= JV's Restaurant =

Founded in October 1947, JV's Restaurant is a Falls Church and Fairfax County, Virginia restaurant and live music venue. Located on Arlington Boulevard, Route 50, just west of Annandale Road, JV's has provided live music for more than four decades. In 2004, the Washington Area Music Association presented JV's with the Special Appreciation Award, voted on by participating Washington-region musicians, as their favorite live venue.

==History==

The establishment was founded in the immediate post-World War II years by brothers Louis and George Dross. George was a Greek resistance fighter against the German forces until he was captured and held as a prisoner-of-war for 18 months. He subsequently emigrated to the United States with his wife shortly after that conflict's conclusion and always maintained a strong support for POWs/MIAs at his establishment.

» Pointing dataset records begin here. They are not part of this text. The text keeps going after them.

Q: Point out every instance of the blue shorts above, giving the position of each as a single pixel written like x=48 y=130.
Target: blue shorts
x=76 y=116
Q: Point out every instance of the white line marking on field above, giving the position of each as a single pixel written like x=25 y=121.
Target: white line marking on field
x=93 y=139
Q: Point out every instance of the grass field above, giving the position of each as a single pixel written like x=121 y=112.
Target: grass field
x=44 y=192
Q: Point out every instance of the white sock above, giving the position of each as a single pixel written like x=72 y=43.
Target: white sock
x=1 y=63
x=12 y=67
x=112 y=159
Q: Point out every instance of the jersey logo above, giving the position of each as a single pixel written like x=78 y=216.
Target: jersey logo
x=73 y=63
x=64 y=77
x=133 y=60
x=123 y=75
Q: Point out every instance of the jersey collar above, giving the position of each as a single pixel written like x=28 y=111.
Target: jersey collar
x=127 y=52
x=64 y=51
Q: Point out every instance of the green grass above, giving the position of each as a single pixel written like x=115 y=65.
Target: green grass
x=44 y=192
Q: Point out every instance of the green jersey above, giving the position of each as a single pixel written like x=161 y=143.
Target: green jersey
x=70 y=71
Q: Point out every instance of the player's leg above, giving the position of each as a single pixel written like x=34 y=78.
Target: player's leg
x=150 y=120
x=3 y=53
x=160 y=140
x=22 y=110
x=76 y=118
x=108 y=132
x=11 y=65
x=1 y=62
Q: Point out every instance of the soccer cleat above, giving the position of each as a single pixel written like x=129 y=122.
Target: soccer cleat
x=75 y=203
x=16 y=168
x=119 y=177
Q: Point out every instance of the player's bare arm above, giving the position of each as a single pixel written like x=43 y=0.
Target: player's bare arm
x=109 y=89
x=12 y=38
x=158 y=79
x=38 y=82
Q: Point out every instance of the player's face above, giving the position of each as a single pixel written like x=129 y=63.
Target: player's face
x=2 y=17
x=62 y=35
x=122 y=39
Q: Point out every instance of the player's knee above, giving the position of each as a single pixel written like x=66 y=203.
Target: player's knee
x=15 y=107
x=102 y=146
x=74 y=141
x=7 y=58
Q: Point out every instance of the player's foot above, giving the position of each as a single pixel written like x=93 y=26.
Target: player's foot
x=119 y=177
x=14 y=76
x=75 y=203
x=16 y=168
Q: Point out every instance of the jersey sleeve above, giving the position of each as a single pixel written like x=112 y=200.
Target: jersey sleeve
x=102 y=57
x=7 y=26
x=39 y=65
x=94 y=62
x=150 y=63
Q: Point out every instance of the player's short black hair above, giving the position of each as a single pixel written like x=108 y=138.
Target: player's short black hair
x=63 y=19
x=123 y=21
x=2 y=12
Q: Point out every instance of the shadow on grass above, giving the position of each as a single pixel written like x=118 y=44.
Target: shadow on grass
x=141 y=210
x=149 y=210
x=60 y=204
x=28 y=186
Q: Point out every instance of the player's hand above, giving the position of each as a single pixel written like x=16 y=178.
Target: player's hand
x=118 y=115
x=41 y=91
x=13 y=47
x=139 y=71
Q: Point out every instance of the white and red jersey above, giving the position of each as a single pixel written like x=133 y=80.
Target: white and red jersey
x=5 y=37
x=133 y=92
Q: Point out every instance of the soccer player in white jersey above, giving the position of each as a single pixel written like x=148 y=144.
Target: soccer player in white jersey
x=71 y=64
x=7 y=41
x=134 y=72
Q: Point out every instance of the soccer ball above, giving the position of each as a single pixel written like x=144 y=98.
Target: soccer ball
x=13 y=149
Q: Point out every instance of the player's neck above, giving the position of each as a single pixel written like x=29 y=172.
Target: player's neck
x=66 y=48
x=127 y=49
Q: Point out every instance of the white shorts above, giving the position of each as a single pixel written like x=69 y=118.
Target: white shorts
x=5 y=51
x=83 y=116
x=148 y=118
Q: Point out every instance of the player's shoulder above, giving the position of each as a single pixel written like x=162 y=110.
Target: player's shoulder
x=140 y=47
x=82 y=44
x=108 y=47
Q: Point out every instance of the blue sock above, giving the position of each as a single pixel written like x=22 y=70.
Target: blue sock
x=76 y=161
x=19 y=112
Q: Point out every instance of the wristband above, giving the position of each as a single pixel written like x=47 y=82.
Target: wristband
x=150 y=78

Originally a small diner in the art deco Jefferson Village Shopping Center, JV's was named the Jefferson Restaurant because it was then the custom for all businesses in that shopping center to be named after the adjacent infant neighborhood on the northwest corner of Route 50 and Annandale Road (e.g., Jefferson Barber, Jefferson Bakery). A movie house, added to the complex next to the restaurant in 1948, was named the Jefferson Theatre.

Proprietor George Dross's past experience as a foreign national prisoner-of-war proved an attraction for military personnel from Fort Myer, who would drive the five miles from Arlington County, also on Route 50.

By the late 1950s, the restaurant had become a place for live performances by local artists. It changed its name formally to JV's Restaurant in the early 1960s, after the Jefferson Village Shopping Center, and formalized the schedule for live music performances about 1980. Prior to that, it had been mostly open-mic. Many musicians, famous and not-yet-famous, have appeared at JV's over the years, including members of Patsy Cline's band, the Country Gentlemen, the Seldom Scene, Tony Rice, Roy Clark, Catfish Hodge, Billy Hancock, and various members of such bands as Molly Hatchet, Eric Clapton, Blackfoot, Lynyrd Skynyrd, Rod Stewart, and Willie Nelson's Ungrateful Bastards.

An attempt was made to secure a liquor license in the 1960s, but Virginia laws prescribing the exact size of tables in licensed establishments was missed by a fraction of inches.

In January 2015, the restaurant absorbed the adjacent business space previously operated as an Asian pharmacy, effectively doubling the size of the house.

JV's participate in the annual Rolling Thunder motorcycle gathering in honor of POWs and MIAs. A recently added display is a diorama of a Vietnamese prisoner-of-war camp with tiger cages, donated by veterans from Pennsylvania. Several local musicians have composed songs about the establishment.